“Hayvanlara uygulanan şiddet, insanların kendilerinin oluşturdukları imaj üzerinde derin yankılar (bilinçli ve bilinçsiz) uyandırmaktan geri kalmayacaktır. Bu şiddet, öyle inanıyorum, gittikçe daha az dayanılır olacak” (Jacques Derrida, Gün Doğmadan).
Sayfanın başındaki korku filmi afişini andıran fotoğraf bir kasap ilanı. “Kasabınız kapınızda” diyor, elinde satırlı, arkasındaki kanlı fonun önünde duran bir kasap. İrkilmesi gerekmez mi herkesin? Kapınızın önünde böyle birini görseniz, irkilirsiniz mutlaka. Ama “kasap” olduğu belirtilmiş ve satırın da ne için kullanıldığı belli. Bu bir rahatlama yaratıyor haliyle.
Bir mafya lideri zaman zaman “oluk oluk kan” akıtma tehditleri savurduğunda, endişeli yazarlar kaleme sarılıp, “iç savaşa hazırlık” tespitleri yaptılar. Oysa her yıl yüzlerce kişi kurban kesiminde hayvanları öldürürken yaralanıp hastanelere gidiyor. İşini ustalıkla yapanların sayısı ise belirsiz.

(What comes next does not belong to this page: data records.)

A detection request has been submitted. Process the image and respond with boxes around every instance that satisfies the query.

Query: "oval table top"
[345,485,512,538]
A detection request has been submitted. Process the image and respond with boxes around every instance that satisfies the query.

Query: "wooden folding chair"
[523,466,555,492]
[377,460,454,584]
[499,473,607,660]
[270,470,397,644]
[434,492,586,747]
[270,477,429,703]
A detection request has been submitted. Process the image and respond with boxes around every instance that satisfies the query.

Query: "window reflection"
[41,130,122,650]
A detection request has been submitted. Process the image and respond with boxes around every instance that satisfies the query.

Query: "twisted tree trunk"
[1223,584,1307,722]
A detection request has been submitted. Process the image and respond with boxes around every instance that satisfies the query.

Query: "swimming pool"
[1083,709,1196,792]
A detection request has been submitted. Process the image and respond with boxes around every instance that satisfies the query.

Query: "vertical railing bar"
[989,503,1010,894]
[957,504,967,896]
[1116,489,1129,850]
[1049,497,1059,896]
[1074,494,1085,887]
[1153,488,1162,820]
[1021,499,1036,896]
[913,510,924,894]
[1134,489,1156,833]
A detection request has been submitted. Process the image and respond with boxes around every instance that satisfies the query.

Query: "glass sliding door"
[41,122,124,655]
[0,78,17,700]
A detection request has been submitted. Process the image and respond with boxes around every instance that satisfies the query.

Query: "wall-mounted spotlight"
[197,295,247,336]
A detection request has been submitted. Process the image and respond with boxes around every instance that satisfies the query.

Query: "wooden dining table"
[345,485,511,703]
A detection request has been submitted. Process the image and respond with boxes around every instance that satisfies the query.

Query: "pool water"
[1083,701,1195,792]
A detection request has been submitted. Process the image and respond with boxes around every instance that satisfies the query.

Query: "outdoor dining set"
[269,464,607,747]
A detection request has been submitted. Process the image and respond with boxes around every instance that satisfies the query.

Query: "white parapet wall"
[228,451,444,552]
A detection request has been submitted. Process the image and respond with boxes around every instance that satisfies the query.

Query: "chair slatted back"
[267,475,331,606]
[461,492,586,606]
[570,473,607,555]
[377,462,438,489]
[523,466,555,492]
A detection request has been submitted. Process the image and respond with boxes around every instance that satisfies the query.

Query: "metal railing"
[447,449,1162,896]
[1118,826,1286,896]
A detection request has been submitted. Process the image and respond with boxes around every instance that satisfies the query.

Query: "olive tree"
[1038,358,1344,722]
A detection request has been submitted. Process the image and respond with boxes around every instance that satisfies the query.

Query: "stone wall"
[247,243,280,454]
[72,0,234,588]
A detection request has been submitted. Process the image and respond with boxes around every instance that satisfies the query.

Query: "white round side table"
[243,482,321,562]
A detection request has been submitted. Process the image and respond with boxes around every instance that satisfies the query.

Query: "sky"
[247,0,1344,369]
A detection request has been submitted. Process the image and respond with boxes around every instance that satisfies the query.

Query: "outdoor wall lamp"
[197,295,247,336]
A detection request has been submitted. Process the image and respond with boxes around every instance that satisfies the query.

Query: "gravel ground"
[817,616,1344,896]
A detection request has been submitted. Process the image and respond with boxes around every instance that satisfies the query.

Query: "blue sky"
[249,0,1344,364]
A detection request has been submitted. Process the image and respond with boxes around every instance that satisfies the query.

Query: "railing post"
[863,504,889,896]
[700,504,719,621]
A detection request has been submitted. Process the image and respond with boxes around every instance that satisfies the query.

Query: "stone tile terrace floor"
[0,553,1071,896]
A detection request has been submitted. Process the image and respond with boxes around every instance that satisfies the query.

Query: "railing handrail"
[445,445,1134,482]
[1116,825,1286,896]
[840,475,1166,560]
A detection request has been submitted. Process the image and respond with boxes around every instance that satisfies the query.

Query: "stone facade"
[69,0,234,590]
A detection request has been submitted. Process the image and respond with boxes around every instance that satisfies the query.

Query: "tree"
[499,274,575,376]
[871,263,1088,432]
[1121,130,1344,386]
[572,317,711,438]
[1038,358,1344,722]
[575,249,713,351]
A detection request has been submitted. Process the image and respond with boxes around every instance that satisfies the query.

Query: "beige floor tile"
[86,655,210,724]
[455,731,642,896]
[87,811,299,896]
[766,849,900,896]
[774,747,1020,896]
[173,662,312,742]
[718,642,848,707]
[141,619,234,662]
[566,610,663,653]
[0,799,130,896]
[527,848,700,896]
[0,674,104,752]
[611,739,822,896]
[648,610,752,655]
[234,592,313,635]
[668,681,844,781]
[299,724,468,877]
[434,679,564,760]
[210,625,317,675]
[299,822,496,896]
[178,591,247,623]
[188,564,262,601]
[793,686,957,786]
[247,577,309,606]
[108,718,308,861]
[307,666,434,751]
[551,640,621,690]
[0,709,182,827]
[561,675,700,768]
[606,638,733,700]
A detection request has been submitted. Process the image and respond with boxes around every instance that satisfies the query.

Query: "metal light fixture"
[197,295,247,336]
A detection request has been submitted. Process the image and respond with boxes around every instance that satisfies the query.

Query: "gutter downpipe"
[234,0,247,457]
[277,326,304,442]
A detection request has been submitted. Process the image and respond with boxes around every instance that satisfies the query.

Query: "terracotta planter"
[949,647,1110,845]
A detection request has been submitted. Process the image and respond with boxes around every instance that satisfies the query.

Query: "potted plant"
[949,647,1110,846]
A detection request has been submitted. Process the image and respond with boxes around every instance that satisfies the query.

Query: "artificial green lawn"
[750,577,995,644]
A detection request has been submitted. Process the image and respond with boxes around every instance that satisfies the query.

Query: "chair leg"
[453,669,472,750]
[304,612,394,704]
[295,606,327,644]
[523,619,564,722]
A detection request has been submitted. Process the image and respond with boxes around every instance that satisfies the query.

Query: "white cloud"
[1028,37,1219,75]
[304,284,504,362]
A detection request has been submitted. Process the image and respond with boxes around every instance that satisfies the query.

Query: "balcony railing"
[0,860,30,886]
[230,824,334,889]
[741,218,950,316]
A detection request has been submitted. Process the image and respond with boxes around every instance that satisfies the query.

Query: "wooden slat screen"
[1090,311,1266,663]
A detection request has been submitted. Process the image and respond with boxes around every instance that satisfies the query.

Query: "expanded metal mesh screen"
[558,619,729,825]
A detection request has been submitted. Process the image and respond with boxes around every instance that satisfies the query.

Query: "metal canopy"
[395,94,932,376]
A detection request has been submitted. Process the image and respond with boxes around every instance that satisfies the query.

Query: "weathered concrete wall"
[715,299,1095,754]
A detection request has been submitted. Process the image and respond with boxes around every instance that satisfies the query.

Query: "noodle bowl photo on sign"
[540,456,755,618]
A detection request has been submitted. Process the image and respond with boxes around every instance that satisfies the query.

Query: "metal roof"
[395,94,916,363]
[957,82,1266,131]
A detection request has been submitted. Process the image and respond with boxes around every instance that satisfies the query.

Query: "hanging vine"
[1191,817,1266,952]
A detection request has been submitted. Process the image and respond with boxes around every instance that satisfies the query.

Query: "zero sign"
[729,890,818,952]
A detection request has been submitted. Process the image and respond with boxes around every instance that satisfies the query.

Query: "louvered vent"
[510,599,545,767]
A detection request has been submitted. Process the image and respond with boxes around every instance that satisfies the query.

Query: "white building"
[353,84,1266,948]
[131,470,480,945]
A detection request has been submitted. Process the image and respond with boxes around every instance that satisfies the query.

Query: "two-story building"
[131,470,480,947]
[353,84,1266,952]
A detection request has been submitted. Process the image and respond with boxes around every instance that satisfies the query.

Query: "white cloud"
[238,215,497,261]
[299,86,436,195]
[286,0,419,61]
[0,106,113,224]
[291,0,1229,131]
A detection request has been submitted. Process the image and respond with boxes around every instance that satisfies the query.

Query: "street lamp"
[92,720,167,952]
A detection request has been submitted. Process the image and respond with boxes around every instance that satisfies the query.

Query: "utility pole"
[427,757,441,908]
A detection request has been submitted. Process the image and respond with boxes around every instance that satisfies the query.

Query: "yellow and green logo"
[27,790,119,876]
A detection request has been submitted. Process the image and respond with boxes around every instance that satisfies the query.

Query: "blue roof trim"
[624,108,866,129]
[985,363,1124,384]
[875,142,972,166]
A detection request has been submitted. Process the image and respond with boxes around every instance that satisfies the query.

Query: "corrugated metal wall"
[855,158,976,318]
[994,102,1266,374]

Yüz binlerce kişinin avcılık “belge”si var. Belgesi olmayanlar daha da çoktur. Bunlar da silahını kuşanıp dilediğince dağda bayırda canlıları öldürebiliyor. Velhasıl hayvanları kolaylıkla öldüren, öldürebilenlerle bunu yapmayan/yapamayacak olanlar aynı toplum içinde birlikte yaşayıp gidiyor.
Peki tüm bu şiddet eylemleri niye rahatsızlık, endişe yaratmıyor ve “normal” hayatını sürdürebiliyor ezici çoğunluk? Cevabını şiddetin tanımında bulabilir miyiz acaba?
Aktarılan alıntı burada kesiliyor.